A similar approach could be used for other fibrotic diseases. People with idiopathic pulmonary fibrosis (IPF) develop chronic and irreversible lung scarring. The disease is fatal, often within a few years of diagnosis, and there are currently no cost-effective therapeutics available. The cause of the disease is not clear, and with around 80,000–110,000 people with IPF in Europe alone, there is a clear unmet medical need. The drugs currently approved to treat IPF simply reduce the speed of lung-function decline, and show no effect on mortality in clinical trials. OliX is developing OLX201—the same molecule as OLX101—for IPF as an inhalable product that also targets the CTGF gene and is delivered locally to the lung. Local delivery reduces gastrointestinal effects, which are a common side effect of existing drugs. In mouse studies, OLX201 significantly reduced CTGF expression and lung fibrosis. This project is supported by a $1.8 million joint grant from A*STAR (Singapore) and the Korea Health Industry Development Institute. Clinical trials are planned for late 2018 in the United States, and OliX is looking for global partners, especially those with inhalable-formulation technologies, for further development.
In its ocular franchise, OliX’s OLX301A is in development for both wet and dry age-related macular degeneration (AMD), which can both lead to vision loss. Dry or atrophic AMD is the most common form, and although it tends to worsen slowly, patients can develop geotrophic atrophy (GA) at the late stage of the disease. GA leads to severe vision loss, and no treatment options are currently available. Dry AMD can also progress to the wet form, in which vision loss is more rapid.

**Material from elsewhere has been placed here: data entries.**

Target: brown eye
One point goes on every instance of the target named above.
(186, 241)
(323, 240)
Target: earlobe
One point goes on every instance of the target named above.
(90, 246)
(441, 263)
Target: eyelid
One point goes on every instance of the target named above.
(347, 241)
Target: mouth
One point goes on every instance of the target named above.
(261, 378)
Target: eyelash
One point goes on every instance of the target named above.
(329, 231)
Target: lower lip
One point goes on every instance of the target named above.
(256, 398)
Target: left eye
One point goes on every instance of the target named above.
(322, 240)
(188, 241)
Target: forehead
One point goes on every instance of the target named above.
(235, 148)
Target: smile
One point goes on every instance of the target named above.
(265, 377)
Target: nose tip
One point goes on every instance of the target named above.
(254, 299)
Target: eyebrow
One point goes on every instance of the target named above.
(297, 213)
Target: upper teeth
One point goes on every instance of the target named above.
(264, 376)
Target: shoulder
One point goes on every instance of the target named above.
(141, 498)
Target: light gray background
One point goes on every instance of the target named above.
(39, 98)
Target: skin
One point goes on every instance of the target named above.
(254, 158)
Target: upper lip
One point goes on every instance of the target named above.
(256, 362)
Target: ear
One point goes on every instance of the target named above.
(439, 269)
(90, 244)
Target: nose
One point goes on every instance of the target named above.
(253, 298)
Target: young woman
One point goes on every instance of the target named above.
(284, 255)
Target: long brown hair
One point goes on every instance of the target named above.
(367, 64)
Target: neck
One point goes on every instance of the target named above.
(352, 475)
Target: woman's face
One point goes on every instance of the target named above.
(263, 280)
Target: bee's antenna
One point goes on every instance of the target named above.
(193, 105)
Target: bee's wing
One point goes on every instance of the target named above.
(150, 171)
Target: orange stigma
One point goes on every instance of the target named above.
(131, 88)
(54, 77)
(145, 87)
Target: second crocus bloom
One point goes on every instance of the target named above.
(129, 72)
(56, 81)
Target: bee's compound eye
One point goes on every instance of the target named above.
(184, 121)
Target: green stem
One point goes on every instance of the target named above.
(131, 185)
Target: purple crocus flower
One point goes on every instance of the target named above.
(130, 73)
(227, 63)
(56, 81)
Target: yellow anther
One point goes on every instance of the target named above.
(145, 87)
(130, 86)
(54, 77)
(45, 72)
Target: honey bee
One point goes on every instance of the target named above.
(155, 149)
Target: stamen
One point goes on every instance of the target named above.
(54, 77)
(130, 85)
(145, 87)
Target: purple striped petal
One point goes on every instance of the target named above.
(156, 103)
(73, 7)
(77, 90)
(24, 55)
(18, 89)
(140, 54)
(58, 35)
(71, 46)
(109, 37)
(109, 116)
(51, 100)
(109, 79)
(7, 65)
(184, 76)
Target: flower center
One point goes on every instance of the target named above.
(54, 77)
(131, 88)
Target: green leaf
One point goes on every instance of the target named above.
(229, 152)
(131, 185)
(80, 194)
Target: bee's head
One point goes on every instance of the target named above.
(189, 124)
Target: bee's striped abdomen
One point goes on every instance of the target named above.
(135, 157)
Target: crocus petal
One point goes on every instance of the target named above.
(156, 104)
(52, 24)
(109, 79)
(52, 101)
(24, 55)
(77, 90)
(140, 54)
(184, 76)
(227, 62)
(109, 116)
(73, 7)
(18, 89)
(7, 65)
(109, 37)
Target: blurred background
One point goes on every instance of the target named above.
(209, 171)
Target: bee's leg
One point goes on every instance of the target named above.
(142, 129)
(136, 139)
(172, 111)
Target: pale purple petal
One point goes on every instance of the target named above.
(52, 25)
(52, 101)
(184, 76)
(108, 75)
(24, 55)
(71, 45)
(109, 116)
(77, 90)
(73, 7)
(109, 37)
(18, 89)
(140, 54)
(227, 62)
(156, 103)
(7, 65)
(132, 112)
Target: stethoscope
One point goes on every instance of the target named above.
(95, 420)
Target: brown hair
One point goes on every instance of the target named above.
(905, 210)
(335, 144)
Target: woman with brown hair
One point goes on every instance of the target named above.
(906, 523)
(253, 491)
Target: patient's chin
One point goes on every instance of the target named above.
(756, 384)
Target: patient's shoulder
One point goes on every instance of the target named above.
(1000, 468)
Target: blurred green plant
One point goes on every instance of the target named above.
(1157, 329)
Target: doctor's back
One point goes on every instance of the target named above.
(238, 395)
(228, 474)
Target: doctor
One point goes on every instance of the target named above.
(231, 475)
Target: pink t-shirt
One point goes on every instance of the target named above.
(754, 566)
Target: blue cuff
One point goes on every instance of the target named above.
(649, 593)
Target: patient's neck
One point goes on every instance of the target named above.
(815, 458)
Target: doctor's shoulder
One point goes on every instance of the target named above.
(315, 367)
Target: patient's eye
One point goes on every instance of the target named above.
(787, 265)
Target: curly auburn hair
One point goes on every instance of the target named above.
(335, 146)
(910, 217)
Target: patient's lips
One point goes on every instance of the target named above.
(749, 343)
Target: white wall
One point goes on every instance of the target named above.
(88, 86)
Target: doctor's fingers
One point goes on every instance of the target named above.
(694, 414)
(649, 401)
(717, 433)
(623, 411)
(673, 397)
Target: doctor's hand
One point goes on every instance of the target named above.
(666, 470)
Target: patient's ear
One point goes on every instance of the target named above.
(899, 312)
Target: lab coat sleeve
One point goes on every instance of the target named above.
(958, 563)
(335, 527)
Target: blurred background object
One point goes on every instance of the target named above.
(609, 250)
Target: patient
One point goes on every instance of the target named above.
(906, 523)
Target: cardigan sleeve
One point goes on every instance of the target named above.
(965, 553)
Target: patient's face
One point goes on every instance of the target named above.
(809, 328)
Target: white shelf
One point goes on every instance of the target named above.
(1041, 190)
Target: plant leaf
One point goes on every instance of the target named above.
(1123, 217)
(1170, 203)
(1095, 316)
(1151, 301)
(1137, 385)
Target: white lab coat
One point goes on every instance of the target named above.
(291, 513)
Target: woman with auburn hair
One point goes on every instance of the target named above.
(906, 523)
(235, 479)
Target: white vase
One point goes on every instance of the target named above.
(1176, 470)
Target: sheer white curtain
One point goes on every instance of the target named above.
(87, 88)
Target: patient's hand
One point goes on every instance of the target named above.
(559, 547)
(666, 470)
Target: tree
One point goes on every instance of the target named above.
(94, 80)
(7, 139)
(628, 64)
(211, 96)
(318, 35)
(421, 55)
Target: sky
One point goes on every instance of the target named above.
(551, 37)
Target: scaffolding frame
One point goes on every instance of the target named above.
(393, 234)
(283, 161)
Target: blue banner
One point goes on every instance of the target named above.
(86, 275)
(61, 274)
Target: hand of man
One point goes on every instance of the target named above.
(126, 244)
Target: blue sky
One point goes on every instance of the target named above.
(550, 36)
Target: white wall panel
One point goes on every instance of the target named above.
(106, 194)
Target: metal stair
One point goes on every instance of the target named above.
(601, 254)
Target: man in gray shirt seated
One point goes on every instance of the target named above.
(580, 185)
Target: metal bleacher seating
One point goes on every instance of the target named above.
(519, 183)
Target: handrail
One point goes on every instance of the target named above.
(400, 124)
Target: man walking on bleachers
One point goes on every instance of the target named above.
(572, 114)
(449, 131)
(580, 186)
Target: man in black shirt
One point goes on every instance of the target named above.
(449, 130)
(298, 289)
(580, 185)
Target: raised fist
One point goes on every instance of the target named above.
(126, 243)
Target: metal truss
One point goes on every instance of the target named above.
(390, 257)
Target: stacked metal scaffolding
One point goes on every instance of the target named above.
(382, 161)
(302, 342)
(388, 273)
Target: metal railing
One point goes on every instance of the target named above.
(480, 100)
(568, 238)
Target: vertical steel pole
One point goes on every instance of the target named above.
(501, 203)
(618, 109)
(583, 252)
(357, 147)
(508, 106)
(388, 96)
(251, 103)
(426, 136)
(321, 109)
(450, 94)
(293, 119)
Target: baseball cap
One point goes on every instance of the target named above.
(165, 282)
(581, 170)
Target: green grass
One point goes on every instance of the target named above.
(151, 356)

OLX301A targets a gene that is not directly involved in the VEGF pathway, and so could be a ‘first-in-class’ drug for wet AMD, with potential use in combination with anti-VEGF therapeutics or alone in those patients who do not respond to anti-VEGF agents. OLX301A could also become the first available treatment for GA, and has the potential to prevent the shift between dry and wet AMD. Studies of OLX301A in mice have shown a therapeutic effect similar to that of Genentech’s Lucentis (ranibizumab) on wet AMD, and significant effects on dry AMD. Clinical trials in the United States could take place as soon as 2018, and OliX is now looking for global partners for further development, including those companies with noninvasive delivery technologies for retinal disease.